According to the U.S. Government Accountability Office, Medicare spent approximately $9 billion on durable medical equipment in 2020. If a recipient’s doctor accepts Medicare, taxpayer-funded benefits include DMEs.
Patients may buy DMEs such as blood sugar meters and wheelchairs for 20% of the costs, as noted on Medicare.gov. Because of the potential for fraud, the government monitors companies supplying DMEs. Before accepting orders, new companies undergo an on-site review and must put up a bond to bid on contracts.
Fictitious companies contact patients to discuss DMEs
In some cases, a lack of oversight may result in bogus supplier orders. As reported by ABC Action News, Medicare receives fraudulent DME claims totaling hundreds of millions of dollars each year.
Florida’s seniors, for example, receive several mail orders for DMEs such as knee braces that they have no use for. Allegedly fictitious companies, however, file claims for them. A representative calls a list of Medicare patients on the phone and obtains their consent to receive DMEs.

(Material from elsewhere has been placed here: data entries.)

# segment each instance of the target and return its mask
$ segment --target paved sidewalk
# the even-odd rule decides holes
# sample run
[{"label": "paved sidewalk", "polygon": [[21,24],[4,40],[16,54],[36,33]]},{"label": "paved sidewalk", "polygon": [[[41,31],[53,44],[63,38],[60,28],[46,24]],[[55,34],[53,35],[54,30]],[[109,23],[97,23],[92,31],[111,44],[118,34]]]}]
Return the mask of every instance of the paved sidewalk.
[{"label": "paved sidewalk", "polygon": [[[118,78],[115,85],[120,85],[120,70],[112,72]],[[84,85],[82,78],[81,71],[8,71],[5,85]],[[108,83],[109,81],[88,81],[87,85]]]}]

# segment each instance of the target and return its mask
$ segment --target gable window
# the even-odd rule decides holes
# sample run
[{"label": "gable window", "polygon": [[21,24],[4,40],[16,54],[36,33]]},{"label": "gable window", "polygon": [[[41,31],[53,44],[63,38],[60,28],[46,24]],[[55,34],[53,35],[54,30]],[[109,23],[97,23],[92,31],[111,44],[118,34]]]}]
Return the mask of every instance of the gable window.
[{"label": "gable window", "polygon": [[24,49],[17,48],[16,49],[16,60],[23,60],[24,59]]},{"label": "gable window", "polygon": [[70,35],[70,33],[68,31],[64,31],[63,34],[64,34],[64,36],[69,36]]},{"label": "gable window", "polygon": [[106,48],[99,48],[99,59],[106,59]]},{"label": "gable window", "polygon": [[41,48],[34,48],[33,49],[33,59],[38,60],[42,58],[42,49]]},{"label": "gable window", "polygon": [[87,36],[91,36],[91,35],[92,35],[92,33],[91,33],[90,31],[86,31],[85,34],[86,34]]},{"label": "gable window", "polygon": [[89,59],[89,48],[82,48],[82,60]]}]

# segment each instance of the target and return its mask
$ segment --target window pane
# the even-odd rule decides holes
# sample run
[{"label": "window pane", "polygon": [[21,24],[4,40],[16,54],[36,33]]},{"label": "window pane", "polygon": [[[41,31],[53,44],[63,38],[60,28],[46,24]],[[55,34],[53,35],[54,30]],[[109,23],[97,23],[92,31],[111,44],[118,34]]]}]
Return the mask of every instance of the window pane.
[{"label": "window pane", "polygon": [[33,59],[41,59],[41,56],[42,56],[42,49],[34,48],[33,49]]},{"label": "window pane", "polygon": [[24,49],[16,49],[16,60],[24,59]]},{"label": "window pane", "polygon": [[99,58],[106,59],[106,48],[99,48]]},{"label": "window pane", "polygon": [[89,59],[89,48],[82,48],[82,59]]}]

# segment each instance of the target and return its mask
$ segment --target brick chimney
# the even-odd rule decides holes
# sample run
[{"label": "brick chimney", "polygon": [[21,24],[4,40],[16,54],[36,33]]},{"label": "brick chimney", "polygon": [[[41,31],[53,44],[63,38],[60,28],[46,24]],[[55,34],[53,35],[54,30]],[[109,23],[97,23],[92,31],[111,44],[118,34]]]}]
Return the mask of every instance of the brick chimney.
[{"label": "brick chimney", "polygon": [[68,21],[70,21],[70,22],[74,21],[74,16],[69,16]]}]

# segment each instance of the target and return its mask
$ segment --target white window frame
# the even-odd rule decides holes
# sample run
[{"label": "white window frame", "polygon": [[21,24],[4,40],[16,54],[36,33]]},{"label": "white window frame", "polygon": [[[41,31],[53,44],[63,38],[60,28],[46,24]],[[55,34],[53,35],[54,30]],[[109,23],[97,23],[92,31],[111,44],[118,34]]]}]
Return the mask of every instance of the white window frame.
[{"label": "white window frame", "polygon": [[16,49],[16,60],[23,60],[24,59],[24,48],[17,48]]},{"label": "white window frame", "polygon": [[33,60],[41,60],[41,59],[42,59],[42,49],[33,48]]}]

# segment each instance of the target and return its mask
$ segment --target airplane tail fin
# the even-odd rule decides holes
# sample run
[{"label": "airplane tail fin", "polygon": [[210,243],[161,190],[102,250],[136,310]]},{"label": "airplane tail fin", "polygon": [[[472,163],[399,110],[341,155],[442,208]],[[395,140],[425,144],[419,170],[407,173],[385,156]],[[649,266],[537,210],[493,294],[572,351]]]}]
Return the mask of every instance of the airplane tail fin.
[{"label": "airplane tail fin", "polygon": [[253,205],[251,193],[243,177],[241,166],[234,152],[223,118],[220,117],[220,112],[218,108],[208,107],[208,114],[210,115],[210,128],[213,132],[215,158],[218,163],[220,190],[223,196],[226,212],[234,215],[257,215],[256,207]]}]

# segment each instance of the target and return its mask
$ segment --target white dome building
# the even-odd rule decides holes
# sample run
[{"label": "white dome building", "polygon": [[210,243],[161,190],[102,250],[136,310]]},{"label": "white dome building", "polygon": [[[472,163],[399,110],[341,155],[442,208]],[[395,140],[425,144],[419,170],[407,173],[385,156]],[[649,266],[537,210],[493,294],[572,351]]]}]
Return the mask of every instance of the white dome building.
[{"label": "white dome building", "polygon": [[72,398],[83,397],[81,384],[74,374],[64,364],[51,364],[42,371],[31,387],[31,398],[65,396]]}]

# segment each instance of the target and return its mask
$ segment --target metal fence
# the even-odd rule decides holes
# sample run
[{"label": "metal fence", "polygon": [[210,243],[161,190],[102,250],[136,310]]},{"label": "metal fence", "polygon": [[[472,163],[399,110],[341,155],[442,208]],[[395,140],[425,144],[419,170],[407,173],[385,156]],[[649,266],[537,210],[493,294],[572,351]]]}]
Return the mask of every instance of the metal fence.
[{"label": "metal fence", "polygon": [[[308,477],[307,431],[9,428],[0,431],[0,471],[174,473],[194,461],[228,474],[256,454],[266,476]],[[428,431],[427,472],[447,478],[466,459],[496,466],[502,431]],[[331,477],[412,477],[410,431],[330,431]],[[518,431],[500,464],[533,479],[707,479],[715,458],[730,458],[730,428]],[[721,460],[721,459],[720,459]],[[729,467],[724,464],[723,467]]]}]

Physicians may find themselves facing fraud charges
Claims for DMEs may also come through medical providers enrolled in the federal program. The federal Anti-Kickback Statute prohibits physicians from receiving remuneration.
The U.S. Department of Health and Human Services’ Office of Inspector General’s website notes that it qualifies as a federal offense to receive kickbacks such as by approving patients for supplies they do not need. Referring patients to receive medical supplies or services in exchange for a benefit may violate the AKS.
Allegations of accepting remuneration for prescribing DMEs may result in a lengthy government investigation. Officials may begin by scrutinizing a doctor’s billing practices, and the outcome may result in filing healthcare fraud charges. Strong legal counsel may assist an alleged offender during the investigation.